Happy 4th of July! Summer is my favorite time to hunker down with my books, and I’ve read three more books from my summer reading list. You can see the reviews of the first three summer reading list books I read, here. My hope is to find great books to recommend to my tween and middle school students next school year. I’m happy to say that I found one book that I absolutely love, one that I liked, and one that I know I should like but feel lukewarm about. Let’s start with the good news.
The book I absolutely loved and just know will fly off my shelves is the sequel to One Crazy Summer, P.S. Be Eleven. I think it’s best to first read One Crazy Summer (click the link to see my blog post). Briefly, in One Crazy Summer, Rita Williams-Garcia tells the story of Delphine, Vonetta and Fern. These three young girls leave Brooklyn, where they live with their Pa and grandmother, Big Mama to fly to Oakland, CA, to meet the mother that abandoned them. Their mother, Cecile, is unapologetic about leaving her children to become a poet in CA. Life in Cecile’s neighborhood in North Oakland means learning and living with members of the Black Panthers, something very foreign to the girls’ family in Brooklyn. (My public school is located just blocks from where One Crazy Summer takes place in Oakland.) The girls, who have always taught not to make a spectacle of themselves, learn the words “oppression”, “revolution” and “Black Power”. I didn’t know what to expect from P.S. Be Eleven, but I was so pleased that it picked up right at the end of One Crazy Summer. In P.S. Eleven, the girls continue their relationship with Cecile by writing to her often. But, in this book, you enter their lives with Pa, Big Mama, their uncle Darnell, fighting in the Vietnam War, the sensation of the Jackson Five, and the girls’ new stepmom. I love the way the three sisters interact, and I had to smile every time they said “Power to the People”. I also love getting to know Delphine and her family a little more. This book is excellent – just as good as One Crazy Summer, but different. In One Crazy Summer, you admire Delphine’s strong, independent and reliable nature. In P.S. Be Eleven, you wish that she didn’t have to be quite so strong and reliable, and you root for Cecile as she tries to convince Delphine to just “Be Eleven”. While I think I got even more out of this book, because I lived at this time, I think kids will get a valuable glimpse into the late 60s and early 70s. I can’t wait to recommend this to my students. My son, who loved One Crazy Summer, has already declared that he plans to read it.
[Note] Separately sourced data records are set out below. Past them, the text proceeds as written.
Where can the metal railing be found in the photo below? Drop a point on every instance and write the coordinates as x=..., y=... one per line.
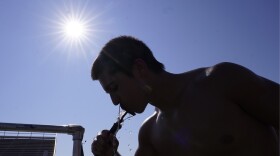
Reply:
x=76, y=131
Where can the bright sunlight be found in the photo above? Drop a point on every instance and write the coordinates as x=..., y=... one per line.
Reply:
x=74, y=29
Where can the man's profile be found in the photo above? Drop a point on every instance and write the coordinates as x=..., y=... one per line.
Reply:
x=225, y=109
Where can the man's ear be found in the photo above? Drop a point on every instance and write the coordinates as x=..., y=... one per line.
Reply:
x=140, y=68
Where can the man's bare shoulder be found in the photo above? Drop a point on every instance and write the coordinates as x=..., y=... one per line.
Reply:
x=147, y=124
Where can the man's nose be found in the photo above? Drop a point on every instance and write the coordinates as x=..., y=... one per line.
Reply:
x=115, y=99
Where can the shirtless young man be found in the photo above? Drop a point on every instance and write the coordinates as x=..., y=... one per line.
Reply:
x=223, y=110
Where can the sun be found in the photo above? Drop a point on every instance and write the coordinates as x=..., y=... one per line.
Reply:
x=74, y=29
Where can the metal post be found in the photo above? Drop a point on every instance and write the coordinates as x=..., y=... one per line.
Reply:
x=76, y=131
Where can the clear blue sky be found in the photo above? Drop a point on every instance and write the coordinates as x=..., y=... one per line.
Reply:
x=45, y=80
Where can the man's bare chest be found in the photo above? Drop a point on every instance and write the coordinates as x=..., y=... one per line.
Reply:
x=197, y=128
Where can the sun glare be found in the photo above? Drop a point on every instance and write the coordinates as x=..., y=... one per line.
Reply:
x=74, y=29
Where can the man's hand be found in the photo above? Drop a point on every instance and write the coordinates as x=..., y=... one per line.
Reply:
x=105, y=144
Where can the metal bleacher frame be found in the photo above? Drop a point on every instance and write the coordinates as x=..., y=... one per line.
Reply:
x=76, y=131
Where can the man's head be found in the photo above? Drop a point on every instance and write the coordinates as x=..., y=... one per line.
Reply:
x=119, y=54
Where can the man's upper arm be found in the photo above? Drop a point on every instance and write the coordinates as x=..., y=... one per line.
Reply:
x=145, y=147
x=256, y=95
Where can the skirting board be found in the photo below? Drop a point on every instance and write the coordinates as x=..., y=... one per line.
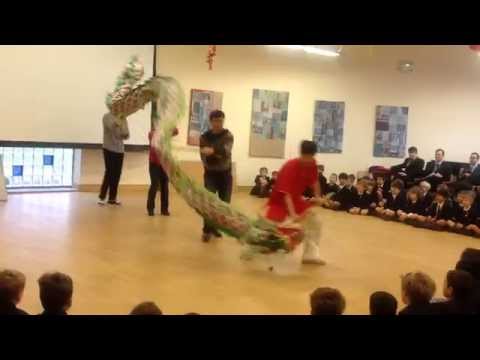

I am a big fan of Steve Sheinkin’s books. Although I haven’t written about it yet, I loved his book, The Notorious Benedict Arnold, as well as his award-winning book, Bomb: The Race to Build – and steal – the Most Dangerous Weapon in the World. Lincoln’s Grave Robbers was a good book, but it wasn’t great. It tells the story of a fantastic plot by counterfeiters in the 1870s to steal Abraham Lincoln’s body and ransom it. The book begins with various stories of counterfeiters and the birth of the United States Secret Service, the organization formed to catch them. Only after several chapters do you understand how their stories link to the plot to steal Abraham Lincoln’s body. Once the link is made, the book is off to the races, and lots of suspenseful chapters ensue. When the story is completed, the book goes into true tales of body snatching that are somewhat interesting (a little gruesome, maybe) but again, disconnected from the rest of the book. So, while an interesting premise and a suspenseful story, this book just didn’t knock my socks off, as Sheinkin’s other books did.
I was really looking forward to Out of the Dust, by Karen Hesse, after reading her fabulous book, Witness, about the infiltration of the KKK into a small town in Vermont in 1924. Out of the Dust won the 1998 Newbery Medal. Written in verse, Out of the Dust tells the story of girl named Billie Jo who lives with her mother and father on a small farm in the Dust Bowl in the 1930s. Her father tries to make a living farming through the many dust storms and drought. The family becomes very poor. The family’s struggle extend beyond their financial circumstances to a terrible tragedy. I can appreciate that this book is powerful and tells of an important time in our nation’s history. I just can’t move past the grim feeling I had as I read much of the book. I was glad that it took a happier turn at the end, but think it will be tough to enthusiastically recommend this book to my students.